How can I get a vector of the content between the names. I want a vector like this:

"Content1."   "Content2."    "Content3."

I tried str_subset and strsplit to get the content between the pattern that I define in str_extract function, failed again and again......

CodePudding user response：

You can really use your regex with stringr::str_split. However, it makes sense to condense the alternatives into

pattern <- "\\bM(?:rs?|s)\\.\\s\\p{Lu}{1,20}\\s?\\p{Lu}{1,20}\\."

Ms, Mr and Mrs can be joined into M(?:rs?|s) pattern (M, then either r and an optional s or just s).

Now, you can use this pattern with stringr::str_split:

pattern <- "\\bM(?:rs?|s)\\.\\s\\p{Lu}{1,20}\\s?\\p{Lu}{1,20}\\."
library(stringr)
str_split(data,pattern)
# => [[1]]
#    [1] ""           " Content1." " Content2." " Content3."

Why is there an empty string at the start? It is there because you have a match at the start of the string. When splitting, matched texts are removed from the char sequences, and the text before and after is put into separate items. When the match is at the start, the first item is the empty string. The same happens when the match is at the end of the string, or when there are consecutive matches.

If you do not want to have empty items in the output, simply remove them:

pattern <- "\\bM(?:rs?|s)\\.\\s\\p{Lu}{1,20}\\s?\\p{Lu}{1,20}\\."
library(stringr)
result <- str_split(data,pattern)
lapply(result, function(x) x[x!=""])
# => [[1]]
#    [1] " Content1." " Content2." " Content3."
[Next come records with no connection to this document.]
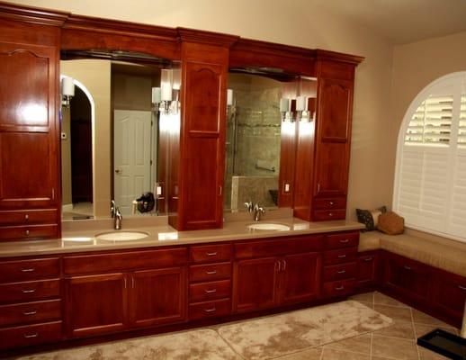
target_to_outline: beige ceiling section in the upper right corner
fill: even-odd
[[[466,31],[466,0],[314,0],[394,44]],[[465,44],[466,45],[466,44]]]

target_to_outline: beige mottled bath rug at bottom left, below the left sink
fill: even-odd
[[[240,360],[211,329],[78,347],[22,360]]]

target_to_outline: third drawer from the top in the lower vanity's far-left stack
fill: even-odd
[[[61,302],[26,302],[0,306],[0,327],[61,318]]]

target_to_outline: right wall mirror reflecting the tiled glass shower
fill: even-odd
[[[245,202],[282,207],[280,193],[291,191],[293,179],[279,183],[281,157],[294,158],[296,124],[315,119],[317,81],[280,69],[236,68],[228,87],[224,210],[246,211]]]

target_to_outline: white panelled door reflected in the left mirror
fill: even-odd
[[[131,202],[151,191],[151,112],[115,110],[113,113],[113,193],[122,214]]]

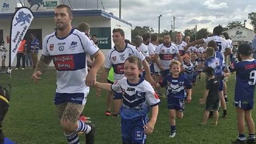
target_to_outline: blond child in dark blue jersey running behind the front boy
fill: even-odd
[[[191,88],[192,85],[183,74],[180,74],[181,63],[179,61],[172,61],[170,64],[171,74],[165,76],[158,84],[158,87],[166,87],[167,89],[167,105],[170,113],[171,134],[169,137],[173,138],[176,135],[175,118],[183,118],[183,111],[185,106],[185,97],[187,89],[187,102],[191,102]]]

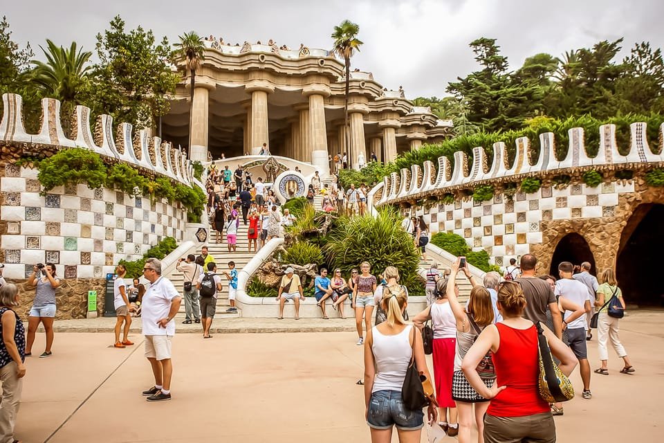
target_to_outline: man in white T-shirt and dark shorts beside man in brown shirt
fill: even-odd
[[[582,282],[572,278],[573,271],[574,265],[570,262],[562,262],[558,265],[560,280],[555,282],[554,293],[556,296],[564,297],[575,305],[583,306],[585,311],[588,312],[590,311],[588,288]],[[590,392],[590,364],[588,363],[586,347],[586,317],[580,316],[568,324],[566,320],[571,314],[573,314],[573,311],[565,311],[562,328],[563,330],[566,328],[569,347],[574,352],[576,358],[579,359],[579,370],[583,381],[582,397],[589,400],[593,395]]]

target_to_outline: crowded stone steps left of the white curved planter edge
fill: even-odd
[[[208,244],[207,244],[208,253],[210,253],[210,255],[214,257],[214,262],[216,263],[218,273],[221,273],[222,271],[229,272],[228,262],[230,261],[235,262],[235,269],[237,269],[237,271],[240,271],[241,269],[243,269],[244,266],[246,266],[249,260],[251,260],[252,257],[254,256],[253,251],[251,253],[247,252],[249,247],[249,240],[247,238],[248,227],[249,227],[248,222],[247,225],[243,224],[242,215],[240,214],[240,225],[237,228],[237,251],[235,252],[228,252],[228,246],[226,246],[225,243],[225,235],[222,235],[220,243],[216,243],[216,234],[217,234],[216,231],[210,233],[210,237],[208,238]],[[260,238],[258,239],[258,241],[260,242]],[[200,253],[201,253],[200,250],[196,251],[196,256],[198,256]],[[169,275],[169,279],[173,282],[176,289],[180,293],[183,293],[183,284],[184,284],[183,274],[178,270],[174,270],[173,273]],[[228,301],[228,279],[222,275],[221,282],[223,285],[223,291],[221,291],[221,294],[218,294],[218,297],[216,299],[216,315],[214,316],[214,320],[216,321],[219,318],[241,317],[242,313],[239,308],[235,312],[226,311],[226,309],[230,307],[230,302]],[[180,310],[176,315],[176,319],[184,320],[184,318],[185,318],[185,303],[183,301],[180,306]]]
CodePudding user response：

A simple way to obtain the results you want is to collapse your regex to a token using string_replace_all, then split by that token:

#Dropping many alternative patterns, 
pattern = "Mr\\.\\s[:upper:]{1,20}\\s?[:upper:]{1,20}\\." #etc etc
name <- unlist(stringr::str_replace_all( data, pattern, "xyx"))
stringr::str_split(name, "xyx")

Yields

""           " Content1." " Content2." " Content3."